Hunter Biden will be assisted in the congressional investigations by Joshua A. Levy, who previously represented the opposition research firm Fusion GPS when it became the target of Republican congressional investigations.

Mr. Levy declined to comment.

Hunter Biden himself has mostly stayed quiet as Republicans have worked to make him into a boogeyman.

It is a void that Mr. Brock and Kevin Morris, a close adviser to Hunter Biden, are preparing to fill.

Mr. Morris, a Hollywood lawyer who has been helping Hunter Biden with financial and legal support, offered to collaborate with the Facts First effort during a meeting in September in Los Angeles with Mr. Brock, according to people familiar with the meeting.

Mr. Morris has assembled a team of lawyers, computer forensic experts and public relations professionals, according to a person familiar with Mr. Morris’s plans. They have discussed plans to go on offense against allies of Mr. Trump who targeted Hunter Biden, including those who disseminated or highlighted a cache of files with embarrassing information that appears to have come from an abandoned laptop.

Mr. Brock has far more political experience than Mr. Morris, but he also has a track record of bare-knuckle tactics that have drawn criticism on both sides of the aisle.

Once a self-described “right-wing hit man,” Mr. Brock switched sides and became an ardent supporter of Hillary Clinton, setting up a political action committee that coordinated with her 2016 presidential campaign to defend her against media scrutiny and attacks from rivals.

Over the last two decades, Mr. Brock built a network of nonprofit groups that are supported by some of the biggest donors on the left, and that play important roles in the Democratic Party’s ecosystem.

Mr. Brock is stepping away from his position as chairman of two of his main groups, Media Matters and American Bridge, to focus on Facts First USA, for which he will serve as president. It is in some ways modeled on the PAC he used to attack Mrs. Clinton’s rivals, and he left open the door to Facts First coordinating with the White House, the Democratic National Committee or other Democratic groups, including a potential Biden campaign, if the president declared for re-election.

“We’re an outside independent group,” he said, “and we hope that lots of people are willing to join the fight against Republican disinformation and conspiracy mongering, including the White House and all allied groups.”

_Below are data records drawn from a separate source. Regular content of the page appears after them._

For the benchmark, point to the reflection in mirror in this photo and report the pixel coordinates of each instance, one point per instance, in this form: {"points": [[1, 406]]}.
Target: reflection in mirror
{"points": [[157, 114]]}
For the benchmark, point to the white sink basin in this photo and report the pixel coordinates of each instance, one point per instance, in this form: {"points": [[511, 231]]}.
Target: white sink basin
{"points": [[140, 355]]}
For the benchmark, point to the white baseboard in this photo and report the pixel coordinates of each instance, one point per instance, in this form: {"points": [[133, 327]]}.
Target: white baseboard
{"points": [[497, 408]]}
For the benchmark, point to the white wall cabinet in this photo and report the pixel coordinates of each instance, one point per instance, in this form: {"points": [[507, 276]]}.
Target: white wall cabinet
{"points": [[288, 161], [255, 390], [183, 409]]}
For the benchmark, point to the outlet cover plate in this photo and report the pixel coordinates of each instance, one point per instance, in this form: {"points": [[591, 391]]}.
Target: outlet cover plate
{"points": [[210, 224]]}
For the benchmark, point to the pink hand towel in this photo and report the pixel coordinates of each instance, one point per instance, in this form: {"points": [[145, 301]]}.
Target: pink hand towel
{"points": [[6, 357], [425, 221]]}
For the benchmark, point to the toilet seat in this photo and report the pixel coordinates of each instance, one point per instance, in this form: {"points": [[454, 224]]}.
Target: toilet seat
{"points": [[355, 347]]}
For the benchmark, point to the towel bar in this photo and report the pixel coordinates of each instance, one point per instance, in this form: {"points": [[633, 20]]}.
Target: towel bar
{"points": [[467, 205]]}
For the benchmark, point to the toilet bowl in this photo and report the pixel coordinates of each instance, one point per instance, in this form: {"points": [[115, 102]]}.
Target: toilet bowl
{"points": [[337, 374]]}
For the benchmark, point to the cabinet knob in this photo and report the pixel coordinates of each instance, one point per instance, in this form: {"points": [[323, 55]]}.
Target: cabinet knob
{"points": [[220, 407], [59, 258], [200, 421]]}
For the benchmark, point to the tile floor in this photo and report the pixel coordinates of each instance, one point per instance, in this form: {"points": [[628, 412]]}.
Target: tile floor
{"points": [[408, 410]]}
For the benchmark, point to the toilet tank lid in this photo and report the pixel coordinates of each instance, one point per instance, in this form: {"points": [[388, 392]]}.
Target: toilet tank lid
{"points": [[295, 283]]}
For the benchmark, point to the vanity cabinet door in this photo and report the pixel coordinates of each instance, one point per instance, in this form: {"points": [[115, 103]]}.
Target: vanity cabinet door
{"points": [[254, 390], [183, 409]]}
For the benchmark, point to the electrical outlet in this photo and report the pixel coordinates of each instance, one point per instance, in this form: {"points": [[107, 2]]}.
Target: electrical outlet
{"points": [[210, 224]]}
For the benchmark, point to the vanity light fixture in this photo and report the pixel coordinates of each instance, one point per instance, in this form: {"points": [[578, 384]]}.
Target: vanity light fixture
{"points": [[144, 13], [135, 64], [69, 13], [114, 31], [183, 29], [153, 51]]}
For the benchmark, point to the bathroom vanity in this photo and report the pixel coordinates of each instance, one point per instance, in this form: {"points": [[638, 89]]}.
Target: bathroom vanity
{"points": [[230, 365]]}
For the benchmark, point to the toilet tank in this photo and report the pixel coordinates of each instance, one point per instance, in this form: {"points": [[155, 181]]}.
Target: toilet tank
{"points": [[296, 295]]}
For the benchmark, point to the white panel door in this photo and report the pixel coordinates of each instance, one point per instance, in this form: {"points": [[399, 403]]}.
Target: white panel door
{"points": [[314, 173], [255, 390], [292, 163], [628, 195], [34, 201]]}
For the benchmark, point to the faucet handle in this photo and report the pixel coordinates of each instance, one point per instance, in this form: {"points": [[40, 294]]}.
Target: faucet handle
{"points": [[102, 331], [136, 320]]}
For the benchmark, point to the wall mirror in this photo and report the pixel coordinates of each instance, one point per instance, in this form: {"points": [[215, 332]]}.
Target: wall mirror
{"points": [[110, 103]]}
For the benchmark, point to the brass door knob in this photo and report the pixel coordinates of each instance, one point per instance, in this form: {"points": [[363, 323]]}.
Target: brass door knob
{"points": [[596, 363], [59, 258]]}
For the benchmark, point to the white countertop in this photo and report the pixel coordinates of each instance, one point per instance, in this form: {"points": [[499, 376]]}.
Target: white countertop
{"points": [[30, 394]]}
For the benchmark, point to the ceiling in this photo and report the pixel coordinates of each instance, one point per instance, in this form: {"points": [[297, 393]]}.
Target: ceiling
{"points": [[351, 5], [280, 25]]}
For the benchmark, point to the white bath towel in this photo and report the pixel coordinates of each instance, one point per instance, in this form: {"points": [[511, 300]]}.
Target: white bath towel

His group, the Congressional Integrity Project and the White House seem aligned so far on one thing — targeting the Republicans driving the oversight.

Mr. Brock’s group and the White House are assembling research intended to cast Republicans involved in the oversight as hypocrites, pointing to those who defied subpoenas in the congressional investigation into the Jan. 6 attack on the Capitol.

Michael S. Schmidt contributed reporting.